Mr. Hudson has held various local offices of trust, among others that of trustee, assessor, clerk and justice of the peace.   The latter office he held four years and was again elected but refused to qualify.   He has been a member of the Baptist church since 1858, and has served as deacon several years.   The first meetings of the church in Johns Township were held in his house.   He cast his first vote for President Jackson and has since held to the principles of the Democratic party.   Mr. and Mrs.
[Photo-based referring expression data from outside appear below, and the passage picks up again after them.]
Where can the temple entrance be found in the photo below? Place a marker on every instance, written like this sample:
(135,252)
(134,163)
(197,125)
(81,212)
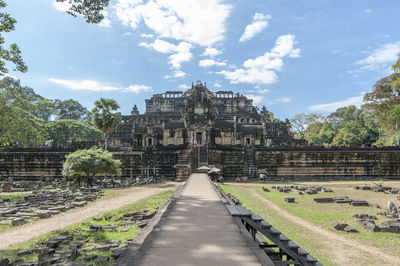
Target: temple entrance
(198,157)
(199,138)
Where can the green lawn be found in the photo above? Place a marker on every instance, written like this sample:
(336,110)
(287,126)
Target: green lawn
(320,214)
(152,203)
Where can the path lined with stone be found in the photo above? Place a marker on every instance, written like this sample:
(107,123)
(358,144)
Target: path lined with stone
(124,197)
(197,230)
(344,247)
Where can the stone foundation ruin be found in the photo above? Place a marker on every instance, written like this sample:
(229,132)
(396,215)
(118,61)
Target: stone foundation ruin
(181,131)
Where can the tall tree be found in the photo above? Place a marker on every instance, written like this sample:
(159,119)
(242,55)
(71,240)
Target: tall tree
(13,53)
(62,131)
(383,98)
(104,118)
(305,125)
(91,10)
(24,97)
(91,164)
(71,109)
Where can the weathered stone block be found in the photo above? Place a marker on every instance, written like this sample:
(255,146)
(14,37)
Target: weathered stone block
(323,200)
(18,221)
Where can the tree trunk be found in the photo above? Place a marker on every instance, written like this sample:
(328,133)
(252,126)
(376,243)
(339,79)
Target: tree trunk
(105,143)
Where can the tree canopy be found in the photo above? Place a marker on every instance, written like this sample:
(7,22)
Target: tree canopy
(91,164)
(91,10)
(62,131)
(104,118)
(12,54)
(30,119)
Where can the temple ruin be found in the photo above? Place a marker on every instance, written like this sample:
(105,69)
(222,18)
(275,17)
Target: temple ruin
(181,131)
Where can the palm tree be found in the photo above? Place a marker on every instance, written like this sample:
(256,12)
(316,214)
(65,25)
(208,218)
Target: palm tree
(104,119)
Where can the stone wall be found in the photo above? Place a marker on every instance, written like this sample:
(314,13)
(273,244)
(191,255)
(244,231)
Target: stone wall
(309,163)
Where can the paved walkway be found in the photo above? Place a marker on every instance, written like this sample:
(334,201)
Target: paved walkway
(198,230)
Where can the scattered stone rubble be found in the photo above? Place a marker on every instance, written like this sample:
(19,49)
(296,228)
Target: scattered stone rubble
(290,200)
(380,188)
(344,227)
(342,199)
(79,244)
(393,226)
(302,189)
(43,204)
(392,211)
(233,198)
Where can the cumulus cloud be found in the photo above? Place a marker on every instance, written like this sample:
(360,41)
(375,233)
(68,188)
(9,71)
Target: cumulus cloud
(92,85)
(331,107)
(183,87)
(210,62)
(258,90)
(217,85)
(197,21)
(62,6)
(260,22)
(179,74)
(180,53)
(144,35)
(256,98)
(105,23)
(283,100)
(381,58)
(160,46)
(262,70)
(211,52)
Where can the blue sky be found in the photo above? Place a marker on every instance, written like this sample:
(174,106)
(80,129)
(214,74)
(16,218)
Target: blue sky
(293,56)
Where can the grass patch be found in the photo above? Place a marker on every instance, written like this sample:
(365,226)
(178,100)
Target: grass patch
(120,235)
(325,214)
(323,249)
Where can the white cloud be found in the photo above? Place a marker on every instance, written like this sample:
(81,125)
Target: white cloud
(210,62)
(160,46)
(262,91)
(179,74)
(283,100)
(144,35)
(197,21)
(217,85)
(211,52)
(381,58)
(259,23)
(105,23)
(92,85)
(183,87)
(182,54)
(331,107)
(256,98)
(6,75)
(262,70)
(137,88)
(62,6)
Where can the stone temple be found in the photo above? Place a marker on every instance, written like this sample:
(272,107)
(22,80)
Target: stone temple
(181,131)
(200,117)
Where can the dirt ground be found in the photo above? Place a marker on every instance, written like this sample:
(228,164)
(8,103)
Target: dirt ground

Hudson have shared the joys and sorrows of life together for a period of fifty-two years, and now in their last days are experiencing the pleasures and comforts which are the result of well-spent and honorable lives.   They have had a family of twelve children, several of whom survive to bless their declining years: Mary F. married Samuel Herbolt and died leaving nine children; James E. died in infancy; Nancy J. is the wife of William Buck, and has six children; Sarah is the wife of David Haines and has five children; Thomas J. is deceased; Martha A. is the wife of William Dorrah, and has nine children; Eliza is the wife of Alex Haines and has seven children; John H. married Charlotte Curl and has four children; Elizabeth is the wife of Charles Fowler and has three children; Benjamin F.; Joseph married Ida Rollins, and is living in Kansas; William is at home.